The portfolio service is part of the tax efficient solutions business Smith & Williamson acquired from Teather & Greenwood last September. Investors will need to have a minimum of 25,000 to invest in a portfolio of at least five VCTs selected by Smith & Williamsons financial planning team.
The team will look at all the VCTs in the market, interview the managers and grade them before making a final selection for a clients portfolio. They will select the VCTs drawing on in-house research, market knowledge and their relationships with VCt managers and management teams.
According to Smith & Williamson, a portfolio of VCTs will add further diversification into the portfolio by providing access to a wider spread of investments and different management styles, which should reduce risk.
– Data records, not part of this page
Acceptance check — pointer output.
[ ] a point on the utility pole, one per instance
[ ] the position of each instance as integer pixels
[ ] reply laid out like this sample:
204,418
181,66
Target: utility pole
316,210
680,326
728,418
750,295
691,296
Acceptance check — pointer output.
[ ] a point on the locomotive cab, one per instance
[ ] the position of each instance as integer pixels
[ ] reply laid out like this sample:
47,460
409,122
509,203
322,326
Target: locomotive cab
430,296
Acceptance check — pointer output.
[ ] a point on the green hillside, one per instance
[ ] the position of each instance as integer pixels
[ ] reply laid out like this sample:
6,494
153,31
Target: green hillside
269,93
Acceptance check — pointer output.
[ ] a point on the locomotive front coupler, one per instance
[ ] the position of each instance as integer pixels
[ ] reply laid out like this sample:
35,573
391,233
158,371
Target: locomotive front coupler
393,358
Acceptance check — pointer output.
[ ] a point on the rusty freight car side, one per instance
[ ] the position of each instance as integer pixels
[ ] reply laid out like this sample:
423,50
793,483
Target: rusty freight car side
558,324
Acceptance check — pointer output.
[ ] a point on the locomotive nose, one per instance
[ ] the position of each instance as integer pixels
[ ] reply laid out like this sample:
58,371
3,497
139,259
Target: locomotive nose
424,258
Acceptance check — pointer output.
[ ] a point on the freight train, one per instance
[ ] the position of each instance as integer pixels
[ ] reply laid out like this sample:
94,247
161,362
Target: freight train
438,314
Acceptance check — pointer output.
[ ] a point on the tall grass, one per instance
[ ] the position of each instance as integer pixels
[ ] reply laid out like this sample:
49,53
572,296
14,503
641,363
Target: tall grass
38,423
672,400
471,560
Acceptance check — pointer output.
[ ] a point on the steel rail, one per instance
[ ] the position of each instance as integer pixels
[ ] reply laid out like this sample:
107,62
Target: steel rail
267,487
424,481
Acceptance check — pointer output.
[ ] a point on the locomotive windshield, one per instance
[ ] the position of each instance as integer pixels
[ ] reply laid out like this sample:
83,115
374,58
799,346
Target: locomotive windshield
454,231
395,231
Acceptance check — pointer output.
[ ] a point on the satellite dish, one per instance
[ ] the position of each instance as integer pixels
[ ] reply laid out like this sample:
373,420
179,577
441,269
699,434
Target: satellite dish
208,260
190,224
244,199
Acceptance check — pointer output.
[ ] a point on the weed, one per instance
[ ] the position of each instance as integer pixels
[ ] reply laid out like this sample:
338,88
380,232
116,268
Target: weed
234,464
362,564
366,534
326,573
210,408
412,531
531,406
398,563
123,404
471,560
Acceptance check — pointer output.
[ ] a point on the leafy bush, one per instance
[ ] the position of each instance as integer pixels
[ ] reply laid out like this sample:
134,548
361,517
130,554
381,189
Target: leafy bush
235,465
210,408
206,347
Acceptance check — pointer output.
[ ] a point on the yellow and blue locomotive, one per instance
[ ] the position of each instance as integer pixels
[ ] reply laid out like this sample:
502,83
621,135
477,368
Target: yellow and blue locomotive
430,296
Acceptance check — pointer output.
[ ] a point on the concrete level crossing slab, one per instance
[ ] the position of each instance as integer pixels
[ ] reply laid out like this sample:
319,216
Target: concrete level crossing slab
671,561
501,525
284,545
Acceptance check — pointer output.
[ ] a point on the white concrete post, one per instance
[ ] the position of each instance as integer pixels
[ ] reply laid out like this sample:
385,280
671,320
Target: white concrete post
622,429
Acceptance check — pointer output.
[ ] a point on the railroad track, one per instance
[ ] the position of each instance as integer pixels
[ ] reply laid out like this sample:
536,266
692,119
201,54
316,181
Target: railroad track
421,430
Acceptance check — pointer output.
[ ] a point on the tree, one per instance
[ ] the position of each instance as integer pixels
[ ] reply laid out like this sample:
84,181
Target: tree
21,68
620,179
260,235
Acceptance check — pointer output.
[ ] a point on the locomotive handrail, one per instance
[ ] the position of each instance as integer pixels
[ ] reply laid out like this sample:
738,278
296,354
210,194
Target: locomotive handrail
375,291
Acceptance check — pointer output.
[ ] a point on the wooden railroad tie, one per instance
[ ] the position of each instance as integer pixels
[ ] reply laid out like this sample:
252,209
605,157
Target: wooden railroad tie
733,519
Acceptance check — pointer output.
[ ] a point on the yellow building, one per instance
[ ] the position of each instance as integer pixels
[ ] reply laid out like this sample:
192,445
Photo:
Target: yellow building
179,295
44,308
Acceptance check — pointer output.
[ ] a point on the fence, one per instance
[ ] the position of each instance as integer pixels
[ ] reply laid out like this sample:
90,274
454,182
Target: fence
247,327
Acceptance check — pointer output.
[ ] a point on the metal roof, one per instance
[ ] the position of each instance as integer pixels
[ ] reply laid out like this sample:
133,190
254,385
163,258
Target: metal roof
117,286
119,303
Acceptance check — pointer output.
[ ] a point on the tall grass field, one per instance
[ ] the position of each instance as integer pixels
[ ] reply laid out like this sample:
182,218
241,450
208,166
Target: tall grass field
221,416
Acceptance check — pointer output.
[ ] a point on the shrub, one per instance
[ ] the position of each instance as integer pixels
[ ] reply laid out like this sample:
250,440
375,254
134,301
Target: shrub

Another benefit the company cites is that income
streams will be smoother because dividends from each VCT will be distributed at different times. No charge is made to the client for this service but IFAs will bear the costs as commission on each VCT is split equally with Smith & Williamson.
The service offers VCT selection and execution of the investments but does not provide a monitoring service. Smith & Williamson says VCTs have high standards of reporting and it would be unfair to charge a fee for something investors are already getting.
This service could be useful for IFAs who do not have the specialist knowledge, the time to reach the market or the authorisation for recommending VCTs to clients with income tax liabilities. However, the relative lack of liquidity in the VCT market means that unlike more conventional portfolio management services, scope for active management is limited.